Diciendo así alzó el brazo derecho, y haciéndola poner de rodillas, le echó la bendición, arrojó algunas gotas de agua, que él dijo bendita, sobre el puñal, y ayudándola a levantarse, en seguida la obligó a beber el cordial que siempre llevaba consigo, comunicándole de este modo nuevo espíritu y ardimiento.

-¡Dios mío! -exclamó Elvira-, benigno acepta mi sacrificio y ten piedad de mi hermano.

Y enajenada, de repente prosiguió diciendo en voz baja:

-¡Siento un peso en mi corazón! Yo quisiera llorar y no puedo. Allí centellea la espada del querubín. Hermano mío, ¿me oyes? ¿Es verdad que tú estás ya arrepentido? No, no es debilidad, padre; si yo mostrara en este momento flaqueza, el Señor me castigaría. La ira de Dios va a aniquilar al impío.

Y luego, alzando la voz, exclamó:

-Ya me siento mayor; fuego del cielo ha inflamado mi alma. Llevadme en presencia del rey. ¿Nadie me verá, es verdad? ¿Mi mano será invisible al herirle? Ya palpo la nube que me rodea. ¿Oís? Es un canto de guerra.



    Levanta el brazo fuerte,
¡oh Virgen de Sión!,
que acecha ya la muerte
al que las iras provocó de Dios.

    Cayó el impío, el mundo cantará;
gloria al Señor que su poder mostró;
hiere sin miedo, que en tu diestra va
la ira celeste que en Sodoma ardió.

    Levanta el brazo fuerte,
¡oh Virgen de Sión!,
vuela, que a eterna muerte
le condenó de Dios la maldición.

-Son los ángeles que cantan: ¿oís? ¡Oh! es el canto de muerte. Vamos.

-Sí, vamos, hija mía -dijo Abraham, que no creyó oportuno dejar pasar su delirio sin aprovecharse de él-. Vamos.

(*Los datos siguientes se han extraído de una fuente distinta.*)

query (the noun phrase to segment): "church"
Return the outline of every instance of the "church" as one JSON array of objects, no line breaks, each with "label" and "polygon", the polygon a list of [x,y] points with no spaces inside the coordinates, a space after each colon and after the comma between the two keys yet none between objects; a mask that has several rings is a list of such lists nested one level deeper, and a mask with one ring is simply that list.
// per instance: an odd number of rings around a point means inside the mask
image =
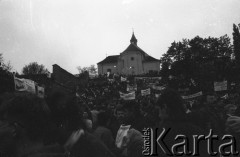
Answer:
[{"label": "church", "polygon": [[138,47],[134,32],[130,45],[122,53],[107,56],[97,65],[98,74],[111,72],[124,75],[140,75],[160,71],[160,61]]}]

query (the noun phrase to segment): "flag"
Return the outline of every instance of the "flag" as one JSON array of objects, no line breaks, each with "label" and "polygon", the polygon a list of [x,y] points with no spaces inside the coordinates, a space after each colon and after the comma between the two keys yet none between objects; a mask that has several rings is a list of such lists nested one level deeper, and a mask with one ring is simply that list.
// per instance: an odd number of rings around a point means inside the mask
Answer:
[{"label": "flag", "polygon": [[37,96],[39,98],[44,98],[44,88],[43,87],[37,86]]},{"label": "flag", "polygon": [[191,98],[195,98],[195,97],[199,97],[202,95],[202,91],[201,92],[198,92],[198,93],[195,93],[195,94],[192,94],[192,95],[188,95],[188,96],[182,96],[183,99],[191,99]]},{"label": "flag", "polygon": [[142,96],[150,95],[151,94],[150,88],[141,90],[141,94],[142,94]]},{"label": "flag", "polygon": [[14,77],[14,84],[16,91],[27,91],[34,94],[36,93],[35,82],[32,80]]},{"label": "flag", "polygon": [[127,81],[127,78],[124,78],[121,76],[121,82],[125,82],[125,81]]},{"label": "flag", "polygon": [[122,98],[123,100],[134,100],[136,96],[135,91],[127,94],[119,92],[119,94],[120,94],[120,98]]}]

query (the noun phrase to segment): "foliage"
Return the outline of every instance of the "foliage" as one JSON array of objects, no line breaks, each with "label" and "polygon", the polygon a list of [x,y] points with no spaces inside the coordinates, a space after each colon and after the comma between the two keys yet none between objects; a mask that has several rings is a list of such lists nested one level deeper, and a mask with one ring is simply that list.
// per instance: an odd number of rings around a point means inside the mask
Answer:
[{"label": "foliage", "polygon": [[240,66],[240,24],[233,24],[233,51],[236,62]]},{"label": "foliage", "polygon": [[39,65],[37,62],[29,63],[28,65],[25,65],[22,69],[22,73],[24,75],[29,74],[48,74],[48,69],[45,68],[44,65]]},{"label": "foliage", "polygon": [[172,75],[178,82],[177,86],[204,88],[213,81],[231,79],[229,69],[232,66],[232,53],[227,35],[219,38],[196,36],[190,40],[174,41],[160,59],[160,73],[165,78]]},{"label": "foliage", "polygon": [[79,74],[84,73],[84,72],[88,72],[89,74],[93,74],[96,75],[97,74],[97,68],[95,67],[95,65],[90,65],[89,67],[81,67],[78,66],[77,67]]}]

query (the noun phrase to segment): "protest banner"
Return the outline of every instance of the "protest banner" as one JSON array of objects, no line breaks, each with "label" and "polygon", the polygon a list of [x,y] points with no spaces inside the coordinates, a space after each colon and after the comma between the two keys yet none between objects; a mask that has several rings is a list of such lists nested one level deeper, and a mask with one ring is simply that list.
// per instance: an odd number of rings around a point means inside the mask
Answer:
[{"label": "protest banner", "polygon": [[32,80],[14,77],[14,84],[16,91],[27,91],[33,94],[36,93],[35,82]]},{"label": "protest banner", "polygon": [[214,91],[223,91],[227,90],[227,81],[223,82],[214,82]]},{"label": "protest banner", "polygon": [[161,94],[155,94],[155,97],[156,98],[159,98]]},{"label": "protest banner", "polygon": [[179,92],[188,92],[189,88],[178,88]]},{"label": "protest banner", "polygon": [[201,92],[198,92],[198,93],[195,93],[195,94],[192,94],[192,95],[188,95],[188,96],[182,96],[183,99],[192,99],[192,98],[195,98],[195,97],[199,97],[202,95],[202,91]]},{"label": "protest banner", "polygon": [[141,90],[141,94],[142,94],[142,96],[150,95],[151,94],[150,88]]},{"label": "protest banner", "polygon": [[125,82],[125,81],[127,81],[127,78],[124,78],[121,76],[121,82]]},{"label": "protest banner", "polygon": [[135,91],[131,93],[126,93],[126,94],[119,92],[119,94],[120,94],[120,98],[122,98],[123,100],[134,100],[136,97]]},{"label": "protest banner", "polygon": [[127,91],[130,92],[130,91],[136,91],[137,90],[137,85],[133,85],[133,86],[130,86],[129,84],[127,84]]},{"label": "protest banner", "polygon": [[44,88],[43,87],[37,86],[37,96],[39,98],[44,98]]},{"label": "protest banner", "polygon": [[165,86],[152,86],[152,89],[155,89],[155,90],[164,90],[166,87]]}]

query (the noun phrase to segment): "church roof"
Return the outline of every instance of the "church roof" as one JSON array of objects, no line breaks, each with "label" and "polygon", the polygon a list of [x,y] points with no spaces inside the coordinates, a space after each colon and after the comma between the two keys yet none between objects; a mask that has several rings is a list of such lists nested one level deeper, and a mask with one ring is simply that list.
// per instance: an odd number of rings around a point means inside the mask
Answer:
[{"label": "church roof", "polygon": [[131,43],[127,48],[126,50],[124,50],[123,52],[127,52],[127,51],[140,51],[140,52],[143,52],[145,53],[140,47],[138,47],[137,45]]},{"label": "church roof", "polygon": [[159,61],[159,59],[153,58],[152,56],[146,56],[143,61],[144,62],[156,62],[156,61]]},{"label": "church roof", "polygon": [[130,40],[130,43],[134,43],[134,44],[137,45],[137,38],[135,37],[134,32],[133,32],[133,34],[132,34],[132,38],[131,38],[131,40]]},{"label": "church roof", "polygon": [[118,57],[119,55],[107,56],[104,60],[102,60],[98,64],[117,63]]}]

Diciendo así tomó el brazo de Elvira, y echaron a andar precipitadamente hacia la estancia donde el rey y sus caballeros festejaban, muy ajenos de ningún peligro, llenando mil veces las copas y entonando alegres cantares. Iba Elvira fuera de sí hablando consigo misma, tirada atrás la capucha de su almalafa, erizado el cabello, y el puñal en la mano como una furiosa bacante. Persuadíala el judío, ya encargándole el disimulo, ya manteniéndola en su locura, con sus infames discursos.

-Aquí -le dijo tomando el cuchillo-, lo has de esconder entre los pliegues del pecho. Llegas a él, te arrojas a sus pies, y al levantarte, no temas, clávaselo en el corazón. ¿Oyes, oyes los gritos de los malvados, el murmullo de sus conversaciones? Allí están descuidados del riesgo que les amenaza. Dios te lo entrega. Pero no; ya dejan las mesas y salen sin duda al jardín, que está todo iluminado, y donde va a empezarse la danza. Ve y colócate a la salida que está al otro lado de la habitación.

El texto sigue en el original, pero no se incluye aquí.